Katherine L. Monti, senior statistical scientist for Rho, Inc., in Newton, a company that handles clinical trials for pharmaceutical companies, has found that her degree in biostatistics has enabled her to work a wide variety of projects in many industries since she completed her Ph.D. in 1975.
“I expected to go into academia and stay there,” she says, but over her career she has analyzed a range of products from the emulsifier in Twinkies to dog food to new medicines. She has lived all over the United States and continues to get calls from recruiters. And over time, statisticians’ contributions to scientific endeavors have been recognized. “They [biostatisticians] are becoming increasingly accepted in the scientific community,” Monti says.
Barbara Day, a senior recruiter for the recruiting firm Smith Hanley, has been placing biostatisticians in pharmaceutical company jobs for eight years. Biostatisticians are in demand at pharmaceutical companies for preclinical, clinical and nonclinical trials. She sees a down-cycle in the market at the moment, but doesn’t expect it will last. Graduates with exceptional communication skills are needed as consultants to work directly with other scientists, helping them translate their data into useful, understandable information.
While general statistical training might have been enough for such jobs a few years ago, the market is becoming tighter, Day says.
“The entry-level market has really kind of turned to the Ph.D.s,” she says.
A master’s-level biostatistician in the pharmaceutical industry today might be able to work in quality control designing experiments or in marketing, Day says.
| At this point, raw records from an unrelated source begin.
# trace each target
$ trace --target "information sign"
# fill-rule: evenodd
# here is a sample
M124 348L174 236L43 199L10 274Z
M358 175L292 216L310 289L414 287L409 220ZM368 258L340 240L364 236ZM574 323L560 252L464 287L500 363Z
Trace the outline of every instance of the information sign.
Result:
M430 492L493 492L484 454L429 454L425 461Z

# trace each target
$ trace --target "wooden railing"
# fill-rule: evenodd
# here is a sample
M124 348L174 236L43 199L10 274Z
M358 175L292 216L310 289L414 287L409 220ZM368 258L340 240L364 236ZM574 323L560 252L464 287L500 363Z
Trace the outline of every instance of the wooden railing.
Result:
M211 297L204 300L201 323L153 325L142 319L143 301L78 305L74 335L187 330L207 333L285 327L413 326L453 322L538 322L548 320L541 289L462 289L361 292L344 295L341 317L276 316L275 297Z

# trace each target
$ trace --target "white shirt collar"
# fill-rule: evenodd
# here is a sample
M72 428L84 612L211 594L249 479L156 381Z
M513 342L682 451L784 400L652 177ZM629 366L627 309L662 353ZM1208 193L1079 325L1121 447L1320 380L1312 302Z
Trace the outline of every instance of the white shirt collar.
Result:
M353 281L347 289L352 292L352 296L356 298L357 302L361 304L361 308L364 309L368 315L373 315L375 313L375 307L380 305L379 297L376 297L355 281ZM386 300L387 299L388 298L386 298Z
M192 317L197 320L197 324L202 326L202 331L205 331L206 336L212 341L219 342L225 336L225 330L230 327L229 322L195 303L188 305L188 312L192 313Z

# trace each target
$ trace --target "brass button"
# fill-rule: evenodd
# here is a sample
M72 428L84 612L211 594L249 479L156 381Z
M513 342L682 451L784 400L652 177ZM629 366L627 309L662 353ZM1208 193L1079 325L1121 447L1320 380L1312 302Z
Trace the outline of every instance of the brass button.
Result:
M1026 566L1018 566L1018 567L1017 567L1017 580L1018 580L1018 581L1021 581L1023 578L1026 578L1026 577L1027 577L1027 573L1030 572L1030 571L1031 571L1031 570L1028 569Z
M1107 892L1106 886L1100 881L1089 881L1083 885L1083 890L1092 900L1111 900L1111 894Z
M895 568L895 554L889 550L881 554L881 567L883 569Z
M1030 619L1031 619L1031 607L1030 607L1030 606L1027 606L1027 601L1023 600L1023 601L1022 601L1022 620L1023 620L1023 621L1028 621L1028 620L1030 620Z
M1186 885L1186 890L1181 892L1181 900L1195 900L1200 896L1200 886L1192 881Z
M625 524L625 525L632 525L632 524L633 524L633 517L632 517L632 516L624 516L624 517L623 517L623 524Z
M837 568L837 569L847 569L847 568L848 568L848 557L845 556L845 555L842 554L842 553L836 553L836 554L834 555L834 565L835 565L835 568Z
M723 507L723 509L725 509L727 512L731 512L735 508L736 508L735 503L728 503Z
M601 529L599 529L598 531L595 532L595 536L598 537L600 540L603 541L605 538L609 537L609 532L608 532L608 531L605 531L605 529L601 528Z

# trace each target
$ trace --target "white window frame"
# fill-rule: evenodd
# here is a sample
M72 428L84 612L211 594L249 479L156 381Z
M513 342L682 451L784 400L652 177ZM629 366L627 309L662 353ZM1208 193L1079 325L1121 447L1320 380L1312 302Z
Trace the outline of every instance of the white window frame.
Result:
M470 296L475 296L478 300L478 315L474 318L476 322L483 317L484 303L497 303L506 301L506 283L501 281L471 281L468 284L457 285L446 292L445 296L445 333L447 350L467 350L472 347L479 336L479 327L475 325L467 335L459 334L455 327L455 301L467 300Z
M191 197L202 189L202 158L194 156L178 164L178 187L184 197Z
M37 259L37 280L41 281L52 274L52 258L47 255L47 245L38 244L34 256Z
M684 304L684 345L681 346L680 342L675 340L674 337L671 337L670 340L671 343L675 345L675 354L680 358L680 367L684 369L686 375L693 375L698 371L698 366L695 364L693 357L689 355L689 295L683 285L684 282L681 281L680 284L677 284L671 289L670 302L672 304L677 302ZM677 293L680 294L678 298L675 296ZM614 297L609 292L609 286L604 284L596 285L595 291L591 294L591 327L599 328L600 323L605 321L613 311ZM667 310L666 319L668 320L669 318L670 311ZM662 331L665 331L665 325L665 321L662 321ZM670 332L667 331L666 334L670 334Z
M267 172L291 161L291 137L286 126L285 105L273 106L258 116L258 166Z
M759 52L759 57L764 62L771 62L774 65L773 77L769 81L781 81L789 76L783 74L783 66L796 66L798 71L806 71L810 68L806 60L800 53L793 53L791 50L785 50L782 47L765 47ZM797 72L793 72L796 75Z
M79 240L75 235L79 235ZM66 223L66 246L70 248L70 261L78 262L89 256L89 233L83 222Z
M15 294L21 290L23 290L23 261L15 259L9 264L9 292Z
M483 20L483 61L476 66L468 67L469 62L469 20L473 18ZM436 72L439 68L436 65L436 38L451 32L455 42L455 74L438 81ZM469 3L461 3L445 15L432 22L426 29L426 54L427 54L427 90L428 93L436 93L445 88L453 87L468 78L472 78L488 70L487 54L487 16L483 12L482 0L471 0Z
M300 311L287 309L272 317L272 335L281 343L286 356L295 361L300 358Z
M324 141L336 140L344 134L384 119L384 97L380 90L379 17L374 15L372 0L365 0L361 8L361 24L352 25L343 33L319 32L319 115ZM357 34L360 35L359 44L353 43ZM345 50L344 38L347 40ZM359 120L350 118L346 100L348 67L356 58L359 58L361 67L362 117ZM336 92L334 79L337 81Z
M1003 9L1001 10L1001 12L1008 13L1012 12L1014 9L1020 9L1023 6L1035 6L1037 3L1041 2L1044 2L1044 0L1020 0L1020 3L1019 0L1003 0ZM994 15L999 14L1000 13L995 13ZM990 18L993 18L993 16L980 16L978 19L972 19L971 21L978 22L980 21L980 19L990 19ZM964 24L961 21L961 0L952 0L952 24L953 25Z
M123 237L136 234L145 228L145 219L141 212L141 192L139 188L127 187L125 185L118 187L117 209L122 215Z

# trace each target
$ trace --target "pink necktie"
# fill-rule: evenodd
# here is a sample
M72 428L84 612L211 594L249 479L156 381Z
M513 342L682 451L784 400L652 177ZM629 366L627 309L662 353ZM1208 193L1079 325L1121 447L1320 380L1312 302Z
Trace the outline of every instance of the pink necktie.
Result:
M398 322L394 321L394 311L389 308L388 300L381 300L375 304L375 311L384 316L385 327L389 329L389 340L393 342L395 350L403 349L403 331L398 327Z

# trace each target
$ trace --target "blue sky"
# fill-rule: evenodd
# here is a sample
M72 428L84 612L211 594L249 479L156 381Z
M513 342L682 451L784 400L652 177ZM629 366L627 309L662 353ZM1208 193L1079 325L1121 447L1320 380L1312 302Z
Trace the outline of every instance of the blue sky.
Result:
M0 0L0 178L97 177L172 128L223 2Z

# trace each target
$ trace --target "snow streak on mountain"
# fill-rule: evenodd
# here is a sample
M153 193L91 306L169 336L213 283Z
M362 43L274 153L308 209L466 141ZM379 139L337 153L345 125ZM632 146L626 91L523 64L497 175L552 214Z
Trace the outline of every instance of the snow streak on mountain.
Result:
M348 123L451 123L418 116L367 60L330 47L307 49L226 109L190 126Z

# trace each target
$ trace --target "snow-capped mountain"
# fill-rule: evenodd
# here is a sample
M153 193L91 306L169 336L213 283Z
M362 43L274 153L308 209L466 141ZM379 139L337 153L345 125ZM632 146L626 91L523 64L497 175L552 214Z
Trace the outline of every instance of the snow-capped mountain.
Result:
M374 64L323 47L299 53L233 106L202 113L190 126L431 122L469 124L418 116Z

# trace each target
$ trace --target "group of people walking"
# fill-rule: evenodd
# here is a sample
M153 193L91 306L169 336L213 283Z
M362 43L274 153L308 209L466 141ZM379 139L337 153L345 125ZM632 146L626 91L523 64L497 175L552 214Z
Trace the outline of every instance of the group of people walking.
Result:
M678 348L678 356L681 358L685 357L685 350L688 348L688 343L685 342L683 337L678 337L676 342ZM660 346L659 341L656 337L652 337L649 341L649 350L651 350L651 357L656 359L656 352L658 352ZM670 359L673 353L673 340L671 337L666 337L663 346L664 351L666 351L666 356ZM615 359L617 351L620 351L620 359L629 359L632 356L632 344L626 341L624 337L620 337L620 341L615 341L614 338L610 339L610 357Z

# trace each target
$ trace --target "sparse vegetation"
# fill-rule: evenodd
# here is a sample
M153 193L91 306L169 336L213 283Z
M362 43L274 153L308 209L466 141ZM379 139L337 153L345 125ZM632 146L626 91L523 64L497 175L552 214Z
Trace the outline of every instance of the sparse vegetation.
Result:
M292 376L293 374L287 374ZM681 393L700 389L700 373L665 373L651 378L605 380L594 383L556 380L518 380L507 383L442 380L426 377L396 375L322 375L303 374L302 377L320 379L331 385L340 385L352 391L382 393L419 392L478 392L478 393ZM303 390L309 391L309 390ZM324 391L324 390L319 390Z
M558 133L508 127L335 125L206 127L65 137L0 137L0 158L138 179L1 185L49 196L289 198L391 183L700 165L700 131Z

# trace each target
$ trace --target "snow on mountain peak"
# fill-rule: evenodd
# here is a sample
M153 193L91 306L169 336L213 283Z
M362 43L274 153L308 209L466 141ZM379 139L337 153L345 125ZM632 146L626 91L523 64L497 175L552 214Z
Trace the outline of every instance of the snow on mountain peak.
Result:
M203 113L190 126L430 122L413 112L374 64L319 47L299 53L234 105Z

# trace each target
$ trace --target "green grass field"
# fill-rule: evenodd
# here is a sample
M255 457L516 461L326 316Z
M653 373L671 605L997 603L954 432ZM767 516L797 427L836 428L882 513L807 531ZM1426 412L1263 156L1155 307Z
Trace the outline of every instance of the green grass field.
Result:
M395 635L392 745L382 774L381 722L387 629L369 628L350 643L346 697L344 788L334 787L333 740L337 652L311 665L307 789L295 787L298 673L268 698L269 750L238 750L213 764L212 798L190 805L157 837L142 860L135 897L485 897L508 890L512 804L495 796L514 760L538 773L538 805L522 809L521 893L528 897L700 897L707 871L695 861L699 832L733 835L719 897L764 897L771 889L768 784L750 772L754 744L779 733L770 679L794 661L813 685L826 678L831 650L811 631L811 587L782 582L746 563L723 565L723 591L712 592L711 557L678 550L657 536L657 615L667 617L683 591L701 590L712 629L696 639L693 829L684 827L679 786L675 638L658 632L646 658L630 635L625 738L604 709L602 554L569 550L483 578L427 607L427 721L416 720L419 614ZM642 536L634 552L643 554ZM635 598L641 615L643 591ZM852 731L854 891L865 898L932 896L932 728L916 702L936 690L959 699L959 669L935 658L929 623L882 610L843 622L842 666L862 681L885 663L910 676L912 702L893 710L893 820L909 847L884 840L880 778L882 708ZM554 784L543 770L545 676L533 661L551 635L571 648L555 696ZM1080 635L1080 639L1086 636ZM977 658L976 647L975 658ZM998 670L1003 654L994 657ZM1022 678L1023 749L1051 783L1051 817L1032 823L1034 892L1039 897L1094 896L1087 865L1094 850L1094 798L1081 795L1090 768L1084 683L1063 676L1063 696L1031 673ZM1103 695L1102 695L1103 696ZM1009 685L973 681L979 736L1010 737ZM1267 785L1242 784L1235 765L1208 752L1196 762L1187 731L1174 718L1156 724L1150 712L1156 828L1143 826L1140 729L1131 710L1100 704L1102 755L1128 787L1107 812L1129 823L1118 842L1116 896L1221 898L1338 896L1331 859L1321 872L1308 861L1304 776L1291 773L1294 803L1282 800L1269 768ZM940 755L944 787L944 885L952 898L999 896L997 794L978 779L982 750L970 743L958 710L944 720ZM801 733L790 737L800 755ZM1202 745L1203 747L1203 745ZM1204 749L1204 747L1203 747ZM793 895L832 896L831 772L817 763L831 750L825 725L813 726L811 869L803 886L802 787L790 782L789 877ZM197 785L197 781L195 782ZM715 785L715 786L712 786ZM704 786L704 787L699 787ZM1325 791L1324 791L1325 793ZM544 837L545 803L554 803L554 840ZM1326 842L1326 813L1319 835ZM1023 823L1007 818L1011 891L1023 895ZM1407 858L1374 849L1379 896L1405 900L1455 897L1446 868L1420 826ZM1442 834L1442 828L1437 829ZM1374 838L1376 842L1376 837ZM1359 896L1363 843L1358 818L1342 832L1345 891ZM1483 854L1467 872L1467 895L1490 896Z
A master’s could also lead to research work in medical and cancer centers, teaching jobs, and government positions.
Get a degree – stat
Boston University offers an M.S. and Ph.D. in biostatistics jointly through the College of Arts and Sciences math department and the School of Public Health. The program has been growing steadily: in the fall of 2000, 31 students were enrolled in those programs. As of fall 2004, 58 students had enrolled, seven as Ph.D. candidates, according to Anita DeStefano, an SPH associate professor of biostatistics and neurology. This fall, there was a 32 percent increase in the number of applicants, she says, making the admission process more competitive.
“We are able to be more selective, and the students entering the program in recent years have been very highly qualified,” DeStefano says.
While there are many opportunities to apply biostatistics skills, there are few programs that focus on it, says Natalie Nelsen, a math and computer science major from Doane College in Crete, Neb. She took BU’s class this summer before attending graduate school in biostatistics at the University of Nebraska this fall.
“There is so much you can do with [biostatistics],” Nelsen says. “And it makes a difference.”